News / Opinion / Columns

Pitts: Death penalty has a poor foundation

By Leonard Pitts
Published: September 25, 2011, 5:00pm

2000: Frank Lee Smith is posthumously exonerated— he had died 11 months earlier — 14 years after being convicted of raping and murdering an 8-year-old girl. The eyewitnesses were wrong.

2001: Charles Fain is exonerated and set free 18 years after being sentenced to death for the kidnapping, rape and murder of a young girl. The scientific testimony was wrong.

2002: Ray Krone is exonerated and set free 10 years after being sentenced to death for the kidnapping, rape and murder of a bar worker. The scientific testimony was wrong.

2003: John Thompson is exonerated and set free 18 years after being sentenced to death for murder. The prosecutors hid exculpatory scientific evidence; the eyewitnesses were wrong.

2004: Ryan Matthews is exonerated and set free five years after being sentenced to death for killing a convenience store owner. The eyewitnesses were wrong.

2008: Kennedy Brewer is exonerated and set free seven years after being sentenced to death for killing his girlfriend’s 3-year-old daughter. The scientific testimony was wrong.

2010: Anthony Graves is exonerated and set free 18 years after being sentenced to death for the murder of an entire family. The sole eyewitness — who was himself the murderer — lied.

I could make a much longer list.

There are literally hundreds of men, and even a few women, who have been exonerated and set free after being sentenced to death, life, 25, 60, even 400 years for awful things they did not do. I could make a longer list, but space is at a premium and there is more that needs saying here.

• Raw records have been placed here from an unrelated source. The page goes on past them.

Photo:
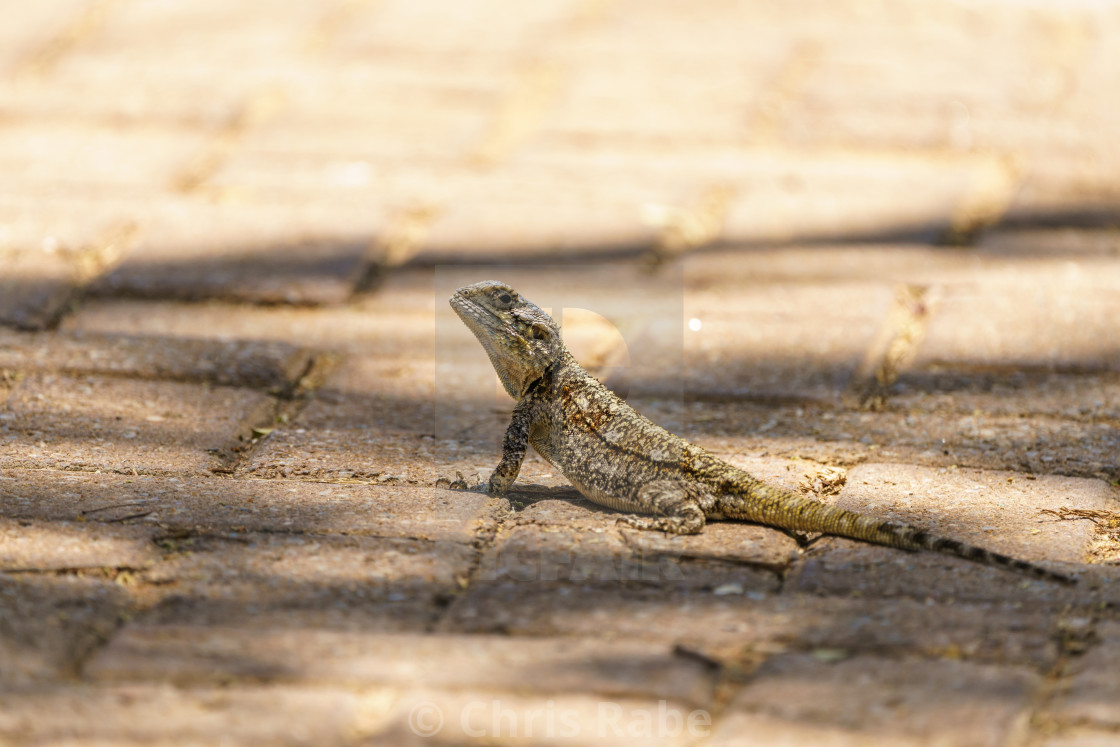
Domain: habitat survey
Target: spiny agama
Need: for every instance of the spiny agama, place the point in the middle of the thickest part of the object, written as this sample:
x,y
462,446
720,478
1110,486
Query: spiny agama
x,y
617,458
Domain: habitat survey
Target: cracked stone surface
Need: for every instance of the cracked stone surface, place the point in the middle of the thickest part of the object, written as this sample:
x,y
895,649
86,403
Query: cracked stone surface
x,y
869,252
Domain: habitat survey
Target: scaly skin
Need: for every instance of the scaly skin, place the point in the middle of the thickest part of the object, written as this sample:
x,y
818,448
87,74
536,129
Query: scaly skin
x,y
617,458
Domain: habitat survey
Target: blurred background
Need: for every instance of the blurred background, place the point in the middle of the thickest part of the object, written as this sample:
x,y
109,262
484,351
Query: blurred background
x,y
296,151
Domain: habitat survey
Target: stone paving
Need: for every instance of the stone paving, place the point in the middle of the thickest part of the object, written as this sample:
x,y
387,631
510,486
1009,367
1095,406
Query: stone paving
x,y
868,250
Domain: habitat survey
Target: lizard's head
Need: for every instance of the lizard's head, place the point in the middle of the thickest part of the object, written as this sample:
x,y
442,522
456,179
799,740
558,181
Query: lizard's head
x,y
521,339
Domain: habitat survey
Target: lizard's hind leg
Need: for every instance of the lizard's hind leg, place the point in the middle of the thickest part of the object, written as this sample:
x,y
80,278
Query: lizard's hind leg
x,y
677,511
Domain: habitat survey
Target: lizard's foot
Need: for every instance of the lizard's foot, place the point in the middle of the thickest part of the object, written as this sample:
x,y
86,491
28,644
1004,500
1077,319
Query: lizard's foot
x,y
497,485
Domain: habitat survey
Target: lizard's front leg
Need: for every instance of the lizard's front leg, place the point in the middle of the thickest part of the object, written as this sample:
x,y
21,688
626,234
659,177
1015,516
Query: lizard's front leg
x,y
513,449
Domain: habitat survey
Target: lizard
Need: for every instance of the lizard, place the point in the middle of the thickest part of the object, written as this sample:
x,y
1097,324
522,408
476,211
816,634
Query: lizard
x,y
617,458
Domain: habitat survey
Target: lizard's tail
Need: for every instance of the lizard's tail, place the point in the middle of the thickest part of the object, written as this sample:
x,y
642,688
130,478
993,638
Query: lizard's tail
x,y
768,505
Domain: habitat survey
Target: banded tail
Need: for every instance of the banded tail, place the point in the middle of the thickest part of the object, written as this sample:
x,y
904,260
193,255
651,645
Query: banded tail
x,y
768,505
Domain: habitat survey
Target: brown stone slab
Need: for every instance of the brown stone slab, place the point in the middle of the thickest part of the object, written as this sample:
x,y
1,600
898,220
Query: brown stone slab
x,y
736,624
1007,392
34,545
306,582
1093,693
1070,323
598,554
165,715
463,718
977,439
811,700
1082,738
553,665
375,419
998,511
266,365
34,288
110,156
308,252
395,320
118,425
50,622
212,504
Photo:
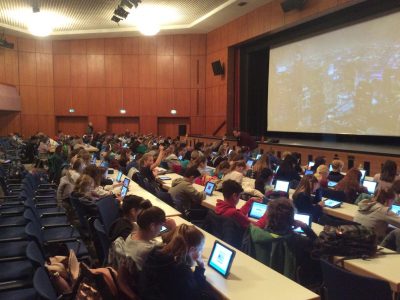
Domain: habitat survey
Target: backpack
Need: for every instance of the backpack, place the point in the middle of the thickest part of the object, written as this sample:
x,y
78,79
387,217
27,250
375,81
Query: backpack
x,y
350,241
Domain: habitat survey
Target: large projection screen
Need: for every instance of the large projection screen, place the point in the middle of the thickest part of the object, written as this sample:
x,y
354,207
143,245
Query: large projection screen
x,y
346,81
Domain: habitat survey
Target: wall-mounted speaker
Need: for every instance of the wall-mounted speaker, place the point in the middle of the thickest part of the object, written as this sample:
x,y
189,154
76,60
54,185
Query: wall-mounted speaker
x,y
288,5
218,68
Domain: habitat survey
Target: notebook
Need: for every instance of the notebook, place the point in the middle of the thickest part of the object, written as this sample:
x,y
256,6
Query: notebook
x,y
370,185
282,186
302,218
221,258
209,188
257,210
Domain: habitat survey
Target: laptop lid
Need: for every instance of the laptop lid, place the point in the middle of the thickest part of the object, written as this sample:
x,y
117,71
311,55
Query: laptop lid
x,y
302,218
119,175
396,209
126,182
124,191
257,210
209,188
221,258
370,185
282,186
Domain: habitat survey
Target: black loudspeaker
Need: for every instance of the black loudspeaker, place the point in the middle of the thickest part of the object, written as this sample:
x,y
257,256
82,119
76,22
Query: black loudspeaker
x,y
218,68
182,130
288,5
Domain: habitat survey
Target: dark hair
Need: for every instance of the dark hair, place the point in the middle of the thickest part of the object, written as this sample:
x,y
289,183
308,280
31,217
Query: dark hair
x,y
389,171
280,215
231,187
151,215
192,171
134,202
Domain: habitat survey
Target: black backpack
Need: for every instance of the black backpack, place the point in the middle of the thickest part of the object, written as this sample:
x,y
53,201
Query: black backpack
x,y
349,241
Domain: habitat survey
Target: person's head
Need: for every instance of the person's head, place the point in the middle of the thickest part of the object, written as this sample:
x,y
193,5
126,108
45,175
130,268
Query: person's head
x,y
389,171
151,220
385,197
192,173
133,205
280,215
337,165
308,185
84,185
322,173
185,243
231,191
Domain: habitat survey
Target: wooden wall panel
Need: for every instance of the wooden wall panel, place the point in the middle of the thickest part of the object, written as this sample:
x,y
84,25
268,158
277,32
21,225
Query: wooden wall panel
x,y
29,103
27,68
45,100
95,71
61,70
96,98
132,101
130,70
113,70
165,71
44,69
181,71
79,72
148,71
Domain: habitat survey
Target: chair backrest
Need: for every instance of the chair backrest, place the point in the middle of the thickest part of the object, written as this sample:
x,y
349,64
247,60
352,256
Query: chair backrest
x,y
43,286
35,255
109,211
102,238
227,229
344,285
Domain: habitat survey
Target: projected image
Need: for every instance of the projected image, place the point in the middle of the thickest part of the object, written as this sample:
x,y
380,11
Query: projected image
x,y
344,81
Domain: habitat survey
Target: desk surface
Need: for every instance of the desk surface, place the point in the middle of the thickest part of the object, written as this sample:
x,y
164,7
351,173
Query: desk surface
x,y
249,279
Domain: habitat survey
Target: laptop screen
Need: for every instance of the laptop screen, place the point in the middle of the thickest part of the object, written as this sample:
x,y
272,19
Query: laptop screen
x,y
209,188
221,258
126,182
257,210
282,186
302,218
370,185
395,209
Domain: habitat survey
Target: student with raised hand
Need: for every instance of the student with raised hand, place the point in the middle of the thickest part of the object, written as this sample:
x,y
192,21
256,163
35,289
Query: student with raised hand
x,y
231,191
387,175
375,213
336,175
126,224
351,186
167,272
303,199
183,193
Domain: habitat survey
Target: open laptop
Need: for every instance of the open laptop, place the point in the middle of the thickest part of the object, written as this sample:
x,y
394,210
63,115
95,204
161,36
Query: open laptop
x,y
209,188
221,258
332,203
396,209
282,186
302,218
370,185
257,210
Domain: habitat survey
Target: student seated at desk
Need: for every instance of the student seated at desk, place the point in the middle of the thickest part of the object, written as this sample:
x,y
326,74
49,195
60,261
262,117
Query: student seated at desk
x,y
183,193
375,213
167,272
227,207
351,185
303,199
336,175
387,176
126,224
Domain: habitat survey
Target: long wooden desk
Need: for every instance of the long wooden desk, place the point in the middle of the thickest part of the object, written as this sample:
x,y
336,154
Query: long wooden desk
x,y
250,279
135,189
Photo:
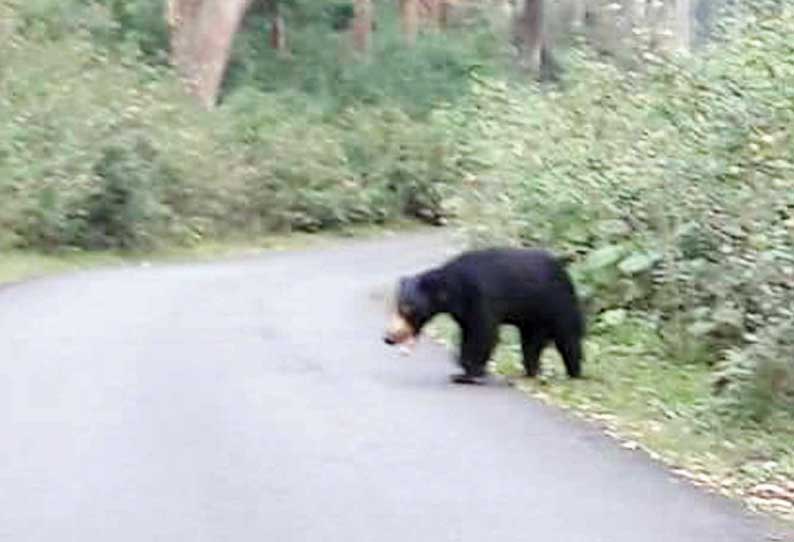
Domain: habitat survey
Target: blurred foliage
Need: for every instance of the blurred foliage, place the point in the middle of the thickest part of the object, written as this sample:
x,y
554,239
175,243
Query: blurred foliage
x,y
672,187
101,148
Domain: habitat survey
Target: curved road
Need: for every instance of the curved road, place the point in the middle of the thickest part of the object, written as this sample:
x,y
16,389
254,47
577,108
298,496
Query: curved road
x,y
253,400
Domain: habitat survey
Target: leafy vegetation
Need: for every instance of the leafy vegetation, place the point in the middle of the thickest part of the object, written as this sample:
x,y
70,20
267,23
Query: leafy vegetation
x,y
670,185
103,150
671,189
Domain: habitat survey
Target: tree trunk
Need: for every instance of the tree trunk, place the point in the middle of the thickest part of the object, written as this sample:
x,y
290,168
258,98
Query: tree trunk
x,y
362,25
278,29
202,35
683,25
409,20
530,34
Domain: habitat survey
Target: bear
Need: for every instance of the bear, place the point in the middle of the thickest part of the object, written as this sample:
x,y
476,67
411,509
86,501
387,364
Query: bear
x,y
484,289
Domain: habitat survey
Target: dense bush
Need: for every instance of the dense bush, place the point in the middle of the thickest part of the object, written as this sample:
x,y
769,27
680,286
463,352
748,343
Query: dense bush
x,y
672,188
101,150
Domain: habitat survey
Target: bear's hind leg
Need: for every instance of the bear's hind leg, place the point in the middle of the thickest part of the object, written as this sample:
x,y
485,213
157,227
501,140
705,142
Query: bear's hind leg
x,y
533,341
570,348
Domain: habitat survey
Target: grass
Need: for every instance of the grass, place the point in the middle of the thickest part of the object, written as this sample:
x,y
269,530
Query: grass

They killed Troy Davis on Wednesday night.

Confidence? Truth?

He went to his death still proclaiming his innocence in the 1989 murder of a Savannah, Ga., police officer. Davis was convicted on “evidence” that boiled down to the testimony of nine eyewitnesses, seven of whom later recanted.

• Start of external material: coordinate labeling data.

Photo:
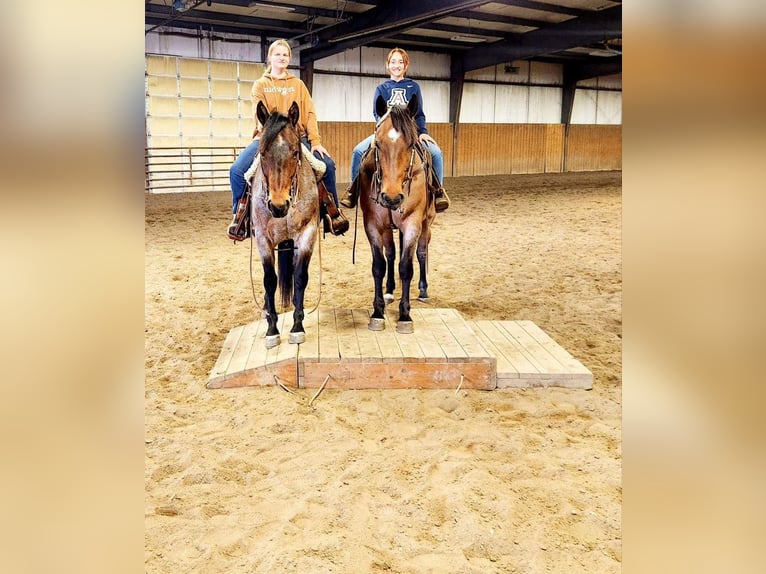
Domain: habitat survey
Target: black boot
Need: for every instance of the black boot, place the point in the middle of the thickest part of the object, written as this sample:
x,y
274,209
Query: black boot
x,y
441,201
351,195
239,228
333,218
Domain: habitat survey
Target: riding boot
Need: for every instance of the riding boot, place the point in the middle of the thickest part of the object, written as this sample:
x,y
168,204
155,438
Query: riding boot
x,y
334,220
441,200
352,194
239,228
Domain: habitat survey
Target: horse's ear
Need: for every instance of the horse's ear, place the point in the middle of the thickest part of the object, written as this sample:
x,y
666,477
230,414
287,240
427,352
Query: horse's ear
x,y
294,113
381,107
412,106
261,112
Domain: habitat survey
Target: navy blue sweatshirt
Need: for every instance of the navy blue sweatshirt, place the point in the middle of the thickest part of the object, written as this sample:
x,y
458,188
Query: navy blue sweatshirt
x,y
399,94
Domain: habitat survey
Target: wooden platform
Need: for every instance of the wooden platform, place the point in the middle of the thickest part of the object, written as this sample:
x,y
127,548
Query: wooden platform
x,y
444,352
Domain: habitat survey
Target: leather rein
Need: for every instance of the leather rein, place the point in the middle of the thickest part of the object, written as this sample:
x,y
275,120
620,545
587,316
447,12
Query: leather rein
x,y
377,178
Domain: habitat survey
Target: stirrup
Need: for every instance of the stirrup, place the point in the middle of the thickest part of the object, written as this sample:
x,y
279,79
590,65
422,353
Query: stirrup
x,y
336,226
238,230
441,201
351,196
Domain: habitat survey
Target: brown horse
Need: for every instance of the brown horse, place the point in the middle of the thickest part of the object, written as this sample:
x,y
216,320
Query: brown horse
x,y
284,211
393,194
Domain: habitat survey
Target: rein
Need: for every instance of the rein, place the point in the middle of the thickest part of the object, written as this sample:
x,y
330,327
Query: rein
x,y
378,177
293,183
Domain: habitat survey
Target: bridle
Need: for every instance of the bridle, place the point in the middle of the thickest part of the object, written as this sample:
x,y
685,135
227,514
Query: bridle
x,y
377,178
293,182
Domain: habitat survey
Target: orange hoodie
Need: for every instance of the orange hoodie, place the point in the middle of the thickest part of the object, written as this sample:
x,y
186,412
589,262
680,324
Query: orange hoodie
x,y
279,94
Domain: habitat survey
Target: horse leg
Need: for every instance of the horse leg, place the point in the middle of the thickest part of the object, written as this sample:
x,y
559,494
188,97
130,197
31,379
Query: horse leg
x,y
388,297
422,253
378,317
404,324
270,288
297,334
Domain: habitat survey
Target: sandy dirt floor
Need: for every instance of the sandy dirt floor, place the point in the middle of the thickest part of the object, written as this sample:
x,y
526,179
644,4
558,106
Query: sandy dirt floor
x,y
254,479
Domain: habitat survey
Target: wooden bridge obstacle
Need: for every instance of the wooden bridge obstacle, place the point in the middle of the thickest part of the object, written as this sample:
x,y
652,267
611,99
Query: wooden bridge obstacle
x,y
445,351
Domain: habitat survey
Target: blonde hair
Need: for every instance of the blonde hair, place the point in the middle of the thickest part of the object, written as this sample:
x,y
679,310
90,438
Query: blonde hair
x,y
405,58
281,42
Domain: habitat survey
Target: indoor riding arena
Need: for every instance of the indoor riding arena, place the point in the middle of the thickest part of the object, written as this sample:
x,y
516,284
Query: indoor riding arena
x,y
272,476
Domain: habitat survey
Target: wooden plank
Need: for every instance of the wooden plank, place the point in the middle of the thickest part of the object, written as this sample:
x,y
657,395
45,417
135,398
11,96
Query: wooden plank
x,y
537,354
484,331
309,349
463,334
369,348
328,340
509,348
229,344
257,356
348,343
244,346
409,375
452,349
569,365
432,350
409,347
390,351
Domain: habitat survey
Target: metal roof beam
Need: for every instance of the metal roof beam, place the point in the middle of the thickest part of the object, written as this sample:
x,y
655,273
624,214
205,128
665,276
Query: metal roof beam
x,y
593,27
384,20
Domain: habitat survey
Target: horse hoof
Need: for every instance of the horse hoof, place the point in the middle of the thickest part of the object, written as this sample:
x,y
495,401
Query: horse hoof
x,y
376,324
297,338
405,327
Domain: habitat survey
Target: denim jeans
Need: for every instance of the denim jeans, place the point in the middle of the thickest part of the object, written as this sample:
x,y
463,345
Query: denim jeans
x,y
245,160
362,146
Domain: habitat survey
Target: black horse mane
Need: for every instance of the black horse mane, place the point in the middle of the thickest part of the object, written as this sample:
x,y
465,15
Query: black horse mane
x,y
404,123
275,124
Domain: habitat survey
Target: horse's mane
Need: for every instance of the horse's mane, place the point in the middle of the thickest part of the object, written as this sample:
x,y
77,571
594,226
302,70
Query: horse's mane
x,y
273,126
403,123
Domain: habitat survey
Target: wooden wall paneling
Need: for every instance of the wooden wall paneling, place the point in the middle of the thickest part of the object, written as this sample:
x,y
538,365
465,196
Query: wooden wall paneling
x,y
554,147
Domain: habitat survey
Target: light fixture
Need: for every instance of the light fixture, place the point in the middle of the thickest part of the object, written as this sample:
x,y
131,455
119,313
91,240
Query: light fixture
x,y
182,5
463,38
278,7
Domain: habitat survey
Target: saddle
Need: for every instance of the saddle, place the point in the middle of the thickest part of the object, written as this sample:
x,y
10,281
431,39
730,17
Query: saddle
x,y
332,218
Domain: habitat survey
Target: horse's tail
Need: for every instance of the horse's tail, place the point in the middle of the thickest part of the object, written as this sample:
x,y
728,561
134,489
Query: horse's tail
x,y
285,251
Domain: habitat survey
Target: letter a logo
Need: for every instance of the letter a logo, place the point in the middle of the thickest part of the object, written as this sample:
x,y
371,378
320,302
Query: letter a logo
x,y
397,98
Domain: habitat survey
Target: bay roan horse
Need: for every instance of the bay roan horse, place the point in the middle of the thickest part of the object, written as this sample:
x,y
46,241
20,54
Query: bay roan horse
x,y
393,195
284,213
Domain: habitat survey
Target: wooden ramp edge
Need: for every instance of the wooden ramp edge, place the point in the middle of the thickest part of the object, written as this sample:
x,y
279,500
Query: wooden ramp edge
x,y
445,351
528,357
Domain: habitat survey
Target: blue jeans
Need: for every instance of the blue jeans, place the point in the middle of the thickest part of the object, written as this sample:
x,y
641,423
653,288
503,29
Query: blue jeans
x,y
362,146
245,160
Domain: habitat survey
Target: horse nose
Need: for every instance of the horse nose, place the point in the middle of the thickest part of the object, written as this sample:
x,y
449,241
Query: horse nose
x,y
392,203
279,211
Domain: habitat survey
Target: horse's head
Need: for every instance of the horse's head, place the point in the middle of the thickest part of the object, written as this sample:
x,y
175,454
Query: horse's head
x,y
280,151
395,137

But Spencer Lawton, who originally prosecuted the case, would not want you to worry your head about that. Hours before Davis was put to death, Lawton was quoted by CNN as saying he had no doubts about the case and was confident Davis was the killer. How much do you want to bet the prosecutors of Fain, Brewer, Krone or any of those hundreds of others would have said the same thing, expressed the same confidence? Without that confidence, the whole house of cards comes tumbling down.

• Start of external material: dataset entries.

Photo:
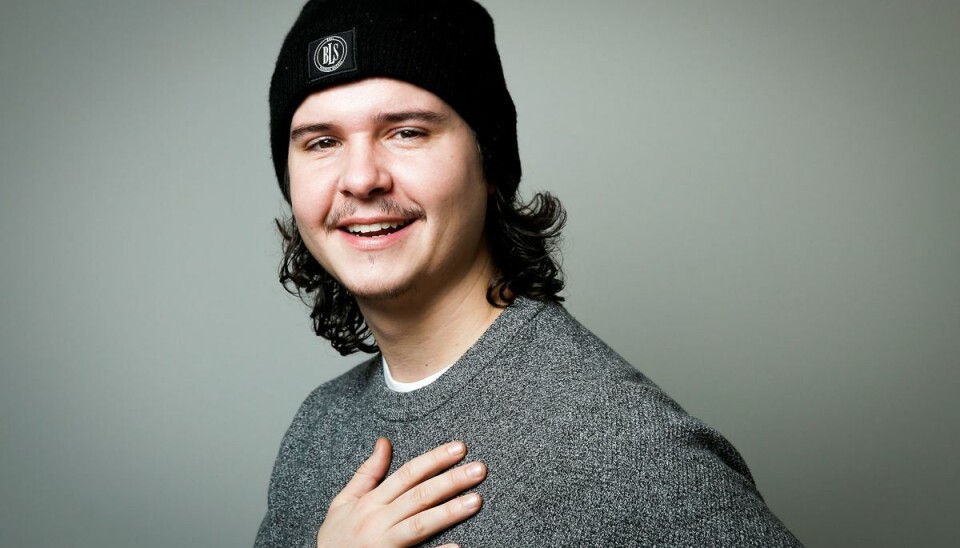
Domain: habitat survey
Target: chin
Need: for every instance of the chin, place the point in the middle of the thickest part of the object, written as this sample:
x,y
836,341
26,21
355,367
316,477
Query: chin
x,y
381,292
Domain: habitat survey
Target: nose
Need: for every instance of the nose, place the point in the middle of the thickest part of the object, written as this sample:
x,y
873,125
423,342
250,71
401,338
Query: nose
x,y
364,174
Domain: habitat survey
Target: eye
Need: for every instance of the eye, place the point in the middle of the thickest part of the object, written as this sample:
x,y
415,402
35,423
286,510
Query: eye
x,y
409,134
322,143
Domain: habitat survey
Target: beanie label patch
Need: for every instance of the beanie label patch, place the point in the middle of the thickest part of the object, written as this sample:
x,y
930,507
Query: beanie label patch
x,y
332,55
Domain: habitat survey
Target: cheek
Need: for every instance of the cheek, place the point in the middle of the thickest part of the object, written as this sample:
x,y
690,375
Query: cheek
x,y
308,204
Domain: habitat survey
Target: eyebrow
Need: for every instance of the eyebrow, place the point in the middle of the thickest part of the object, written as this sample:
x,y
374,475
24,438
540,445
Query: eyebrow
x,y
421,115
429,116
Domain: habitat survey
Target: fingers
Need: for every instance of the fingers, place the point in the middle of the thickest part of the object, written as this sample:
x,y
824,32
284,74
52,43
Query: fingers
x,y
370,473
422,526
437,490
419,469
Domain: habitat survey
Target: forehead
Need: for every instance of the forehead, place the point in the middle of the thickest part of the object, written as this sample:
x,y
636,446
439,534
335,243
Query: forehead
x,y
367,98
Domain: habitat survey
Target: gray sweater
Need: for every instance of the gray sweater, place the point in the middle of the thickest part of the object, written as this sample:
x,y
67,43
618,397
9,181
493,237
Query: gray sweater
x,y
581,449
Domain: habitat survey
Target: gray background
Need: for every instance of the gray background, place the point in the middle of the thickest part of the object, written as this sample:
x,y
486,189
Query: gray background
x,y
764,217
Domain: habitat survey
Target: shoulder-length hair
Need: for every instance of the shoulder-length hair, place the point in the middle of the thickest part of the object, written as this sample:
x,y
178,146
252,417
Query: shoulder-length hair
x,y
524,242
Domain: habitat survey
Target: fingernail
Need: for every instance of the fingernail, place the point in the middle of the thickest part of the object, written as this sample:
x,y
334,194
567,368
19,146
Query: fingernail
x,y
475,470
471,502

Meaning the death penalty — a flimsy edifice erected on the shaky premise that we always get it right, that human systems always work as designed, that witnesses make no mistakes, that science is never fallible, that cops never lie and that lawyers are never incompetent.

You have to believe that. You have to make yourself believe it. Otherwise, how do you sleep at night? So, of course, a prosecutor speaks confidently. What else is he going to speak? Truth? Truth is too big, too dangerous, too damning. Truth asks a simple question: In what field of endeavor have we always gotten it right? And you know the answer to that.

So truth is too pregnant for speaking. Better to avert your eyes and profess your confidence.

But one day, too late for Troy Davis, too late for too many, truth will out.

Godspeed that day the cards come tumbling down.